Aquí no hay una historia concreta que seguir, porque las aventuras de este hombre son más introspectivas que sus acciones. Sus ligazones sentimentales suceden de la manera más imprevista, especialmente cuando el viejo amigo que comanda un cabaret, lo introduce a su hija Ramona (Sabrina Ferilli) que es la estrella del strip-tease en el lugar y que le trae una melancolía a su vida que él evita.

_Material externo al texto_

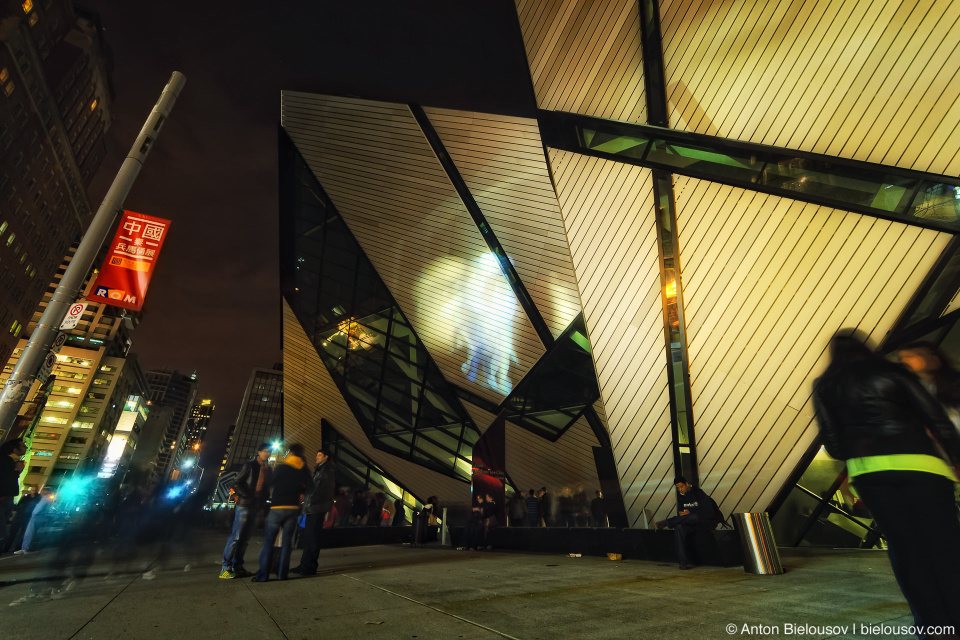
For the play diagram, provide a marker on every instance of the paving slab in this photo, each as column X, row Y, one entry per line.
column 395, row 591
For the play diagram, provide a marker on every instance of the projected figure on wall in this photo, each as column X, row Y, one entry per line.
column 481, row 313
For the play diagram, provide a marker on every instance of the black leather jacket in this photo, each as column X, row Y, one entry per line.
column 875, row 408
column 245, row 485
column 320, row 500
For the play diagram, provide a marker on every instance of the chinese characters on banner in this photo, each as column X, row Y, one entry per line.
column 133, row 253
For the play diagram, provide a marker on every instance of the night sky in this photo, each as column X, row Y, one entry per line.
column 213, row 305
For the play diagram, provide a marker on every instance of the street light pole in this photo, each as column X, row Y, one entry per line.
column 33, row 355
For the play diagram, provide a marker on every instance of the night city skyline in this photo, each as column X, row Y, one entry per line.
column 213, row 304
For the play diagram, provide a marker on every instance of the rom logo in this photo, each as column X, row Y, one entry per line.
column 116, row 294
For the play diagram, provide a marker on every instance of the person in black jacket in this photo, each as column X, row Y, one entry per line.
column 695, row 512
column 316, row 505
column 876, row 416
column 250, row 487
column 289, row 482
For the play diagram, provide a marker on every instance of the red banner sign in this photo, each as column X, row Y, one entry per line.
column 133, row 253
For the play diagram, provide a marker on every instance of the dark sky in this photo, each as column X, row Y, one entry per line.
column 213, row 304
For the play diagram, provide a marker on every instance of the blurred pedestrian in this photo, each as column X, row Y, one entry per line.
column 518, row 510
column 10, row 470
column 250, row 487
column 937, row 375
column 18, row 526
column 41, row 512
column 877, row 417
column 316, row 506
column 290, row 480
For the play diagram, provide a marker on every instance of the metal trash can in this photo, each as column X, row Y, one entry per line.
column 760, row 555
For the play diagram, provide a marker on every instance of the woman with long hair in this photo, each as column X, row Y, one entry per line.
column 876, row 416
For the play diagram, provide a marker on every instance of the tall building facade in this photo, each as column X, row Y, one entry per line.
column 260, row 418
column 55, row 100
column 695, row 205
column 200, row 415
column 176, row 391
column 94, row 379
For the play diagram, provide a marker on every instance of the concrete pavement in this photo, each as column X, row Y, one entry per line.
column 395, row 591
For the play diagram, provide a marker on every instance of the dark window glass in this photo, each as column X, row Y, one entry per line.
column 394, row 389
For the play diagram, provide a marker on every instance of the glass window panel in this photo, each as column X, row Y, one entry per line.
column 937, row 201
column 686, row 156
column 356, row 324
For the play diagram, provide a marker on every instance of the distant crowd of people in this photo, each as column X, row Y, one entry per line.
column 571, row 509
column 289, row 494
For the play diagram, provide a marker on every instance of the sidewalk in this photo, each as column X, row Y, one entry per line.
column 400, row 592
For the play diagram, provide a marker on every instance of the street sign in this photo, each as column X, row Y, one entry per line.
column 47, row 367
column 73, row 316
column 58, row 342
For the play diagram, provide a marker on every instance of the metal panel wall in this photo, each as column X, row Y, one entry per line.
column 501, row 159
column 534, row 462
column 766, row 282
column 310, row 394
column 873, row 80
column 608, row 213
column 385, row 180
column 584, row 56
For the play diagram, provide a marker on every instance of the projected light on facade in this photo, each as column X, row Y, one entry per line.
column 476, row 318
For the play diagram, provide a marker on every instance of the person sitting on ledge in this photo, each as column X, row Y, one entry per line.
column 695, row 512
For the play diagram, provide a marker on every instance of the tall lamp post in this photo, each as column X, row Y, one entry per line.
column 25, row 371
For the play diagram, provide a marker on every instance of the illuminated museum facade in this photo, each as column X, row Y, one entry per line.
column 643, row 278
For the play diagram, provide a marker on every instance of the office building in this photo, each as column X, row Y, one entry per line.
column 55, row 101
column 175, row 391
column 260, row 416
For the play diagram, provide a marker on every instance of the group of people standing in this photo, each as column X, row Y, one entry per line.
column 285, row 492
column 572, row 509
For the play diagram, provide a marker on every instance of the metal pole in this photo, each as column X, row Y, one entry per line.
column 33, row 355
column 444, row 531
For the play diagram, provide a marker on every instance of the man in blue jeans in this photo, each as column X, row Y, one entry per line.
column 316, row 505
column 250, row 487
column 696, row 511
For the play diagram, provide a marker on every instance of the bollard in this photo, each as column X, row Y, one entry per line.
column 760, row 555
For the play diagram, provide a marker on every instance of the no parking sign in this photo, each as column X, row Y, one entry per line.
column 73, row 316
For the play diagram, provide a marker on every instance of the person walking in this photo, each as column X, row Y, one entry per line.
column 10, row 470
column 533, row 509
column 316, row 505
column 250, row 487
column 40, row 512
column 290, row 480
column 18, row 526
column 877, row 417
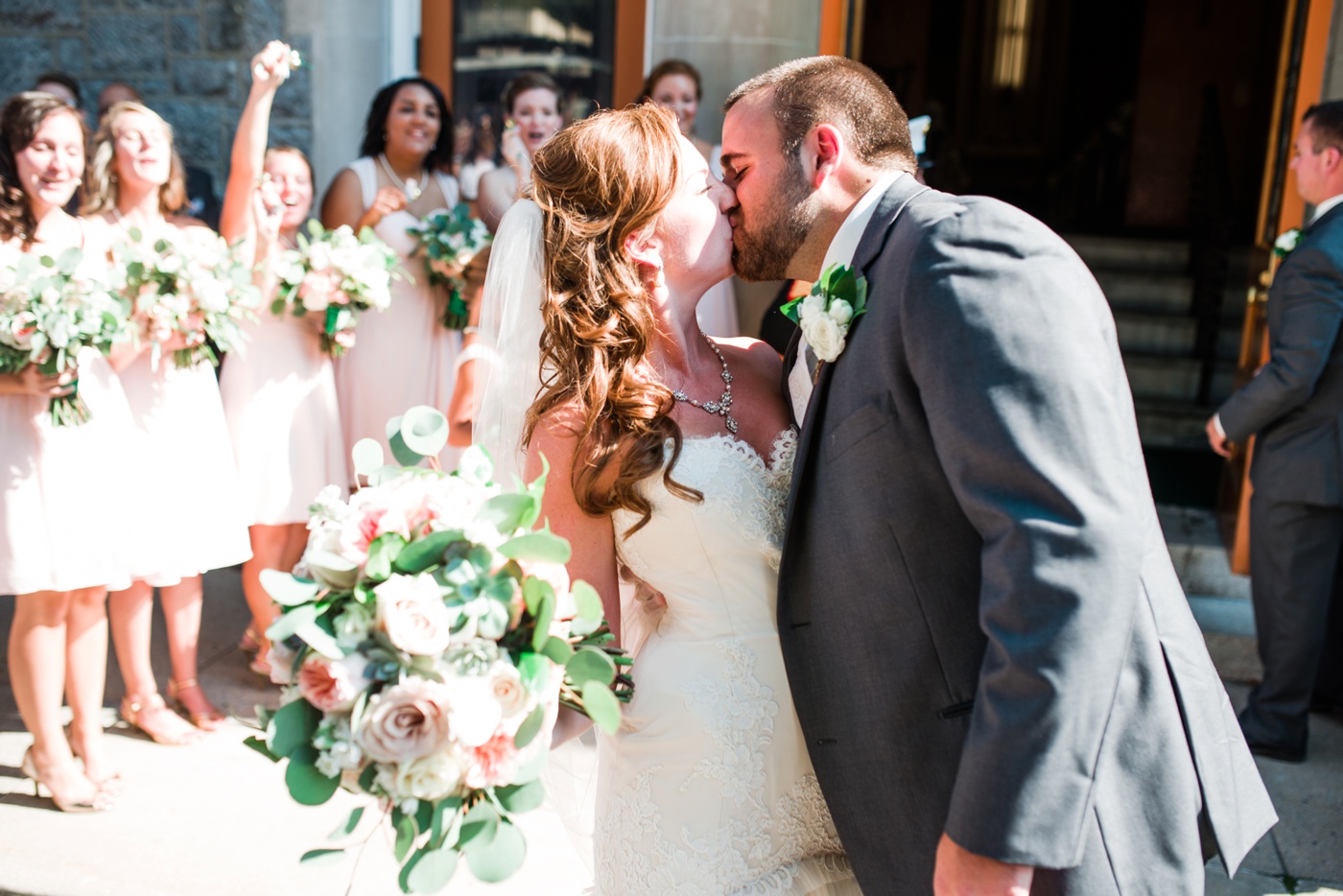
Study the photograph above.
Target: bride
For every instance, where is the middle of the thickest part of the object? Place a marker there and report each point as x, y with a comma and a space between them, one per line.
669, 453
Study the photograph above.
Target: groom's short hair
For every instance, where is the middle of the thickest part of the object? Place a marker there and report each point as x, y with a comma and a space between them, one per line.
839, 91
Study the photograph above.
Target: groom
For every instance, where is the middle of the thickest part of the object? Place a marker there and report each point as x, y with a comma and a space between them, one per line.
996, 668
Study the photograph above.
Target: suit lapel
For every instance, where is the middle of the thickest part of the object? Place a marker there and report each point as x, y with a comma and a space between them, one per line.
873, 238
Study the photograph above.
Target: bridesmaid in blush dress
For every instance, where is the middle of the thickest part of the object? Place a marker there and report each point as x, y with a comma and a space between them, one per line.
60, 533
278, 389
402, 356
187, 485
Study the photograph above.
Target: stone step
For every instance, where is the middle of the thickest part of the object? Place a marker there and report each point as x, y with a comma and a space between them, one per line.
1174, 378
1171, 335
1154, 255
1167, 423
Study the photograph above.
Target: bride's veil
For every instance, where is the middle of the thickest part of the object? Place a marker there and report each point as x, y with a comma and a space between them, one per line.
509, 362
507, 380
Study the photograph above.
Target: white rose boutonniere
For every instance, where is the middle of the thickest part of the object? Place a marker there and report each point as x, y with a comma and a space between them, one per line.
829, 311
1284, 245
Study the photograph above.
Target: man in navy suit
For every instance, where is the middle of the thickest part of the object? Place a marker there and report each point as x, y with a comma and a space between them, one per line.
1295, 406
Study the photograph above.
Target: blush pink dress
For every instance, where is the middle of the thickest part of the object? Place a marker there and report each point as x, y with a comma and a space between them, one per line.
63, 490
188, 509
279, 399
402, 356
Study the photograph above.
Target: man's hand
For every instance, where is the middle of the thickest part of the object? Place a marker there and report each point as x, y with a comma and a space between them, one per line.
1217, 438
963, 873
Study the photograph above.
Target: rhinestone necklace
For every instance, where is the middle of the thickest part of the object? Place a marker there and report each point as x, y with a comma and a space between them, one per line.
412, 187
724, 405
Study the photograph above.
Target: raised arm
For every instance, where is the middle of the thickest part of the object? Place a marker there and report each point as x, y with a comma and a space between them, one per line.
269, 70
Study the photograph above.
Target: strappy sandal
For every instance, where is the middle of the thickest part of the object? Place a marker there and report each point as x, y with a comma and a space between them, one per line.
136, 710
207, 719
113, 785
101, 801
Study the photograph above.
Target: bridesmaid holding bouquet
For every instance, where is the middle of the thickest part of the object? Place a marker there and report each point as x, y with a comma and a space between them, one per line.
278, 389
191, 519
403, 356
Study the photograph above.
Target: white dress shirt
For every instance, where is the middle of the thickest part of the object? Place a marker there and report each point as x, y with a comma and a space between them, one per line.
842, 248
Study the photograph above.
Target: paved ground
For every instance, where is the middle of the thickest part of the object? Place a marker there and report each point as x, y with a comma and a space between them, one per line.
215, 818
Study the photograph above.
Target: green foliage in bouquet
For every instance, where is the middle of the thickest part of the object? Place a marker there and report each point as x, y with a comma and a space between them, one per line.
430, 634
49, 315
340, 275
447, 244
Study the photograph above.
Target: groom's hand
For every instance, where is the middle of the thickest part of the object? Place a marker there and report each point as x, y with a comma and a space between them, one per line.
963, 873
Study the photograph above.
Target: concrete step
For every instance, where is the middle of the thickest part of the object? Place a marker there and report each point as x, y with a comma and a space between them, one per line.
1174, 378
1151, 255
1171, 335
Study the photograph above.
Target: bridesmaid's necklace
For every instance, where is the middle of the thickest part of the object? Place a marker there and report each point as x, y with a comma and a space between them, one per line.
412, 187
724, 405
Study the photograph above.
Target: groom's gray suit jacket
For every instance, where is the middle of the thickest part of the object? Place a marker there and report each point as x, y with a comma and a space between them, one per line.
980, 623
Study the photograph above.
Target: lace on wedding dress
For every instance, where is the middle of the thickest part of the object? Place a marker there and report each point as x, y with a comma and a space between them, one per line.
711, 790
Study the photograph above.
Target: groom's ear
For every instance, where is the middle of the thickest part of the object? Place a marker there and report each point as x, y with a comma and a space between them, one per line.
825, 150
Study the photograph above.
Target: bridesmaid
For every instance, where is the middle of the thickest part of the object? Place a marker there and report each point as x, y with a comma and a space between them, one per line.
403, 356
278, 389
532, 104
60, 527
675, 84
190, 515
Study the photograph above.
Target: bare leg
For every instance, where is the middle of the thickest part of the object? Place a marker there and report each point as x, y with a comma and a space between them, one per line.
37, 674
274, 547
86, 676
131, 624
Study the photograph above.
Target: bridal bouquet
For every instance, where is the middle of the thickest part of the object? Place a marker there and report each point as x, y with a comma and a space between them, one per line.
447, 244
49, 315
430, 634
339, 275
195, 288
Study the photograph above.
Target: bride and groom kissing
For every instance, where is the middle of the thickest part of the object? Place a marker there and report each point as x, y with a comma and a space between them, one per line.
919, 629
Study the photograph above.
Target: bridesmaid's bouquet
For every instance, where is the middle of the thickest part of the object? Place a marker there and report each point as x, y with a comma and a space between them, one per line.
447, 244
194, 286
429, 636
49, 315
339, 275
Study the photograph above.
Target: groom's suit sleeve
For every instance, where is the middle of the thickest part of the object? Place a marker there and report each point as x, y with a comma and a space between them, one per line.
1014, 355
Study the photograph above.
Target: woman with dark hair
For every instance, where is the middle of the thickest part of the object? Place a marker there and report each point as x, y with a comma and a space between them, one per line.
675, 84
278, 389
403, 356
62, 533
187, 502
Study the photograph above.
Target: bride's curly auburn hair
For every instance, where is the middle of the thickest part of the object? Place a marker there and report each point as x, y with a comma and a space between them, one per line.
598, 183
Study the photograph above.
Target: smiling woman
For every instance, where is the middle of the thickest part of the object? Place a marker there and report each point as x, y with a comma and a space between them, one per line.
405, 355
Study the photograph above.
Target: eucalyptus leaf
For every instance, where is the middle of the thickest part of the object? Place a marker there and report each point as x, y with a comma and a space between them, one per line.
348, 826
425, 430
479, 826
306, 785
590, 664
601, 707
521, 797
321, 858
530, 728
430, 869
499, 859
295, 723
286, 590
537, 547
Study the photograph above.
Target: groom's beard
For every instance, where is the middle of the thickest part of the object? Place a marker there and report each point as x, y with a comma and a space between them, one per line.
765, 248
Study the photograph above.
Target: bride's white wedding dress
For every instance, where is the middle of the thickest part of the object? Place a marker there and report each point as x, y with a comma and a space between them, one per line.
708, 788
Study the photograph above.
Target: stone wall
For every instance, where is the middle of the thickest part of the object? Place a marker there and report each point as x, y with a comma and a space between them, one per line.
187, 57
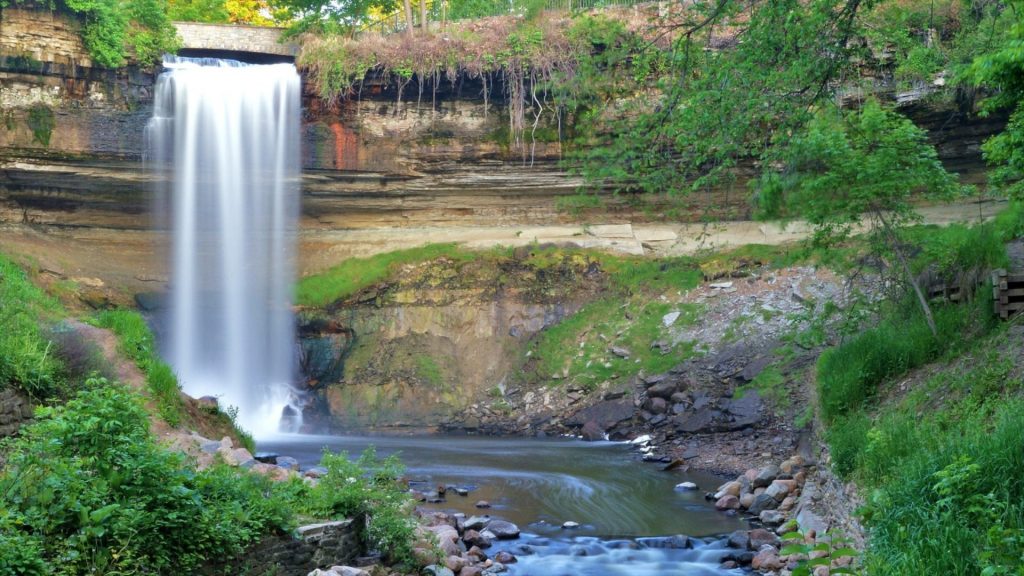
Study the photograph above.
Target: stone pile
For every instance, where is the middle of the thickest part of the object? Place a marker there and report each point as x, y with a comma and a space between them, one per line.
773, 496
461, 542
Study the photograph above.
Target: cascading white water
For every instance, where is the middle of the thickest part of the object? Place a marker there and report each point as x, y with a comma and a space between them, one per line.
227, 136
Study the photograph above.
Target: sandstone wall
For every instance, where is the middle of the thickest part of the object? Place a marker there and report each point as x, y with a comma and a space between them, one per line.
15, 410
316, 545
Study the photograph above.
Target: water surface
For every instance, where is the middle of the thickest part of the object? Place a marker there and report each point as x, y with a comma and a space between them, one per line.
625, 506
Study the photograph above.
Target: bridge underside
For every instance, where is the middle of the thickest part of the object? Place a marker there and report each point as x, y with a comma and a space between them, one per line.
248, 57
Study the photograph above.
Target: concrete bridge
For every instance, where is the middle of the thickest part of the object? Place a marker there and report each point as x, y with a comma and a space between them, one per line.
247, 43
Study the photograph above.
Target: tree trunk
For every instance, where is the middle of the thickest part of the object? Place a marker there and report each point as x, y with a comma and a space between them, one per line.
409, 16
922, 299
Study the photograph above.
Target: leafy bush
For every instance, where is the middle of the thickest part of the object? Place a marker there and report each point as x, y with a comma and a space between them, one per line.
27, 358
948, 501
850, 374
137, 342
114, 31
369, 489
88, 489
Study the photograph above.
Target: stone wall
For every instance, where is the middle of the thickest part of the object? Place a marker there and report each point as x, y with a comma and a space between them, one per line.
44, 62
257, 40
316, 545
15, 410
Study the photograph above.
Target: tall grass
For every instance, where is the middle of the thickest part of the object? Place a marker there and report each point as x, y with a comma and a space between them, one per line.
27, 357
137, 342
949, 499
354, 274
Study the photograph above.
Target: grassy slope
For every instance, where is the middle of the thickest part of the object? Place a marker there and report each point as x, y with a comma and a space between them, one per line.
939, 454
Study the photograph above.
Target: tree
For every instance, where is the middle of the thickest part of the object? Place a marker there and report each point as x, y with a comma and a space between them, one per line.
1003, 72
855, 166
331, 16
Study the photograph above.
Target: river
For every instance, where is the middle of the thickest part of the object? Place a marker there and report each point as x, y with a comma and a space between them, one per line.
627, 509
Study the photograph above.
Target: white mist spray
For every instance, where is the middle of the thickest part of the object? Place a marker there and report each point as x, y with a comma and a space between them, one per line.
228, 136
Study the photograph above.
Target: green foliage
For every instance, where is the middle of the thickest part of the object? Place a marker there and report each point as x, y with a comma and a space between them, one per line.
863, 163
945, 503
211, 11
428, 369
580, 347
137, 342
369, 489
849, 375
1001, 70
354, 274
27, 357
90, 492
41, 121
113, 31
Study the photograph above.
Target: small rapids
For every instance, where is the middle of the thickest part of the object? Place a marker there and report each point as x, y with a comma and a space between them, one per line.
628, 511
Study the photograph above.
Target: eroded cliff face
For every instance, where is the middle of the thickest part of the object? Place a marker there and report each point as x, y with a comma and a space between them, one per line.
436, 343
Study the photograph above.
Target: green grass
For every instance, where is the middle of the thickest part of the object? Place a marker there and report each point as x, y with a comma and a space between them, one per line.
849, 375
28, 360
429, 371
354, 274
579, 347
136, 342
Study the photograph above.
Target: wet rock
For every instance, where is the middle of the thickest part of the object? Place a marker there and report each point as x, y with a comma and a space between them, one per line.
592, 432
772, 518
728, 502
288, 462
779, 489
504, 530
456, 563
655, 405
620, 352
765, 477
728, 489
505, 558
760, 538
761, 503
476, 522
664, 389
605, 414
766, 560
739, 539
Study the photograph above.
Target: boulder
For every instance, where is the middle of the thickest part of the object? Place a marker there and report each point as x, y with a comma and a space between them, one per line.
504, 530
605, 414
592, 432
766, 476
664, 389
505, 558
760, 538
761, 503
766, 560
728, 502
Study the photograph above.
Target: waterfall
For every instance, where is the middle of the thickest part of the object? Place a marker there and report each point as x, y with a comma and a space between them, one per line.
226, 137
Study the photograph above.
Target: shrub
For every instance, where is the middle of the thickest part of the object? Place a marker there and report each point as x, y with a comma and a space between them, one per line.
27, 358
368, 488
91, 491
137, 342
850, 374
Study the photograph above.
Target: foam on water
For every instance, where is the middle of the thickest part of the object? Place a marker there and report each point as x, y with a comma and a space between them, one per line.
226, 136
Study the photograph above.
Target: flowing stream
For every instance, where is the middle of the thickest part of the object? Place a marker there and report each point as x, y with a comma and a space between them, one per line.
227, 135
628, 510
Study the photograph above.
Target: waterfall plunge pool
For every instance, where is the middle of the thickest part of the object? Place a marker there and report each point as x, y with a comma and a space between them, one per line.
627, 509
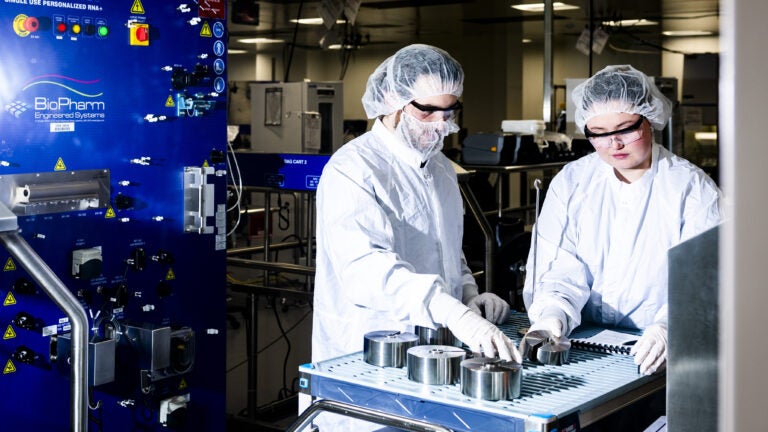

Y están sorpresas que a veces nos aturden, porque podrían salir de un cuadro de Salvador Dalí o de una película de Luis Buñuel. Una manada de flamingos aparecen en la terraza del penthouse y nunca hay una explicación certera. O la jirafa en ese patio desolado donde un mago la hace desaparecer...
“Esos animales que aparecen y se esfuman son como los seres humanos”, apunta Jep. “Estamos aquí por algún truco”. Por eso, La Gran Belleza es mucho más que el arte de la hechicería cinematográfica, con difusos y a veces alucinantes personajes en una ciudad donde el pasado es el presente y viceversa. Sus visiones son tan hipnóticas como los sonidos, con cánticos inspirados en la poesía de William Blake, el más místico de los poetas ingleses. Hay secretos siempre en la existencia, pero de nada sirve hacer las grandes preguntas porque tampoco hay respuestas.
“Solo seguimos en nuestro bla bla bla de cada día y la única verdad es la de nuestras emociones y afectos”, confiesa Jeppino a la cámara. La Gran Belleza es una nueva Dolce Vita, recargada para nuestros tiempos.